O tráfico de drogas é um crime permanente, sendo possível a entrada forçada na casa do suspeito. Com base nesse entendimento, a 6ª Câmara de Direito Criminal do Tribunal de Justiça de São Paulo negou pedido para anular a prisão em flagrante de um homem acusado por tráfico de drogas.

Consta dos autos que dois policiais militares entraram na casa do paciente após a suspeita de que ele estaria envolvido com tráfico de drogas. Os PMs dizem que revistaram o local na presença de outra moradora e acabaram apreendendo maconha e cocaína. A prisão em flagrante do homem foi convertida para preventiva em audiência de custódia.

A defesa impetrou Habeas Corpus alegando que a prisão em flagrante foi ilegal em razão da invasão de domicílio do acusado sem autorização judicial. No entanto, em votação unânime, a turma julgadora negou provimento ao recurso.

Segundo o relator, desembargador Machado de Andrade, não houve invasão de domicílio. Para o magistrado, o ingresso na casa foi totalmente legal, decorrente de flagrante delito, uma vez que os policiais alegam ter abordado uma pessoa que chegava ao local para comprar drogas.

“Em se tratando de delito de tráfico ilícito de entorpecentes, enquanto o agente possuir entorpecentes, a pessoa pode ser presa em flagrante, pois se trata de crime permanente, podendo, inclusive, ocorrer a violabilidade de domicílio, haja vista configurar uma das hipóteses constitucionalmente previstas, qual seja, a ocorrência de flagrante delito dentro da residência, nos termos previstos no artigo 5º, inciso XI, da Constituição Federal”, disse.

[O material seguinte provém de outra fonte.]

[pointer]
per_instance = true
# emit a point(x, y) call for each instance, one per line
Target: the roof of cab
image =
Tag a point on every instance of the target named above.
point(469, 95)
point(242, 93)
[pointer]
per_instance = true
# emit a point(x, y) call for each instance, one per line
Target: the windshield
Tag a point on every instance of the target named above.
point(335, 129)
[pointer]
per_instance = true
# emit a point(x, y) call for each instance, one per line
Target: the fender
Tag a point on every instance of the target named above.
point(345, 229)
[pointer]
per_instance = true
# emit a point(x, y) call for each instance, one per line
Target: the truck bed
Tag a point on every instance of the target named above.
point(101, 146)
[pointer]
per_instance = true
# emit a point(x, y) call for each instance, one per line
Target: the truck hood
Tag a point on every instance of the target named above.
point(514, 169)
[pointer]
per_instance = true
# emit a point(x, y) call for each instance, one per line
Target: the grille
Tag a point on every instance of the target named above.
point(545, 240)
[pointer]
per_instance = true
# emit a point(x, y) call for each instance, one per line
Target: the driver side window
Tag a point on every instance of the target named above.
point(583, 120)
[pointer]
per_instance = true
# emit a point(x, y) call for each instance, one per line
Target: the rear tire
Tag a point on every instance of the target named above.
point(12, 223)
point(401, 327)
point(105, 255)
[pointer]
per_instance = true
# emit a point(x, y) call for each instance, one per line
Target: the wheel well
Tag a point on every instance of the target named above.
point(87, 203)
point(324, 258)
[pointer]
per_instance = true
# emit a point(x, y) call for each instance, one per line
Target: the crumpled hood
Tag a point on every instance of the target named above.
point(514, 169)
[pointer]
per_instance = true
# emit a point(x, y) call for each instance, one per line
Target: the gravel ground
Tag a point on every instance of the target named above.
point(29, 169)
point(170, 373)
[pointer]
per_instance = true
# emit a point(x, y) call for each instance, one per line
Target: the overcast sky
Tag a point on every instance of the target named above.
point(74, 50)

Andrade afirmou que, em razão do estado de flagrância em que o paciente se encontrava, “excepcionada está a garantia constitucional da inviolabilidade de domicílio, devendo ser, portanto, afastada a alegação de irregularidade da diligência policial”. Além disso, ele ressaltou que eventuais irregularidades no inquérito policial não têm o condão de causar nulidade na ação penal.

Boi na linha
O Superior Tribunal de Justiça tem vasta jurisprudência oposta à da Corte paulista. As turmas do STJ já decidiram, por exemplo, que é ilegal invadir domicílio sem mandado mesmo quando há venda de drogas na frente de casa; após abordagem no quintal; se a vítima tem fama de traficante; com base em informação de vizinho; se o acusado fugiu após denúncia anônima; se correu do portão ao ver uma viatura; se um cão farejador levou os policiais ao local; ou se o suspeito tentou fugir, só para ficar nos precedentes mais recentes.

Por outro lado, é lícita quando há autorização do morador ou em situações já julgadas, como quando o ninguém mora no local, se há denúncia de disparo de arma de fogo na residência ou se o policial, de fora da casa, sente cheiro de maconha, por exemplo.

Ainda em março, o STJ decidiu que a autorização do morador para entrar na residência deve ser gravada pelos policiais.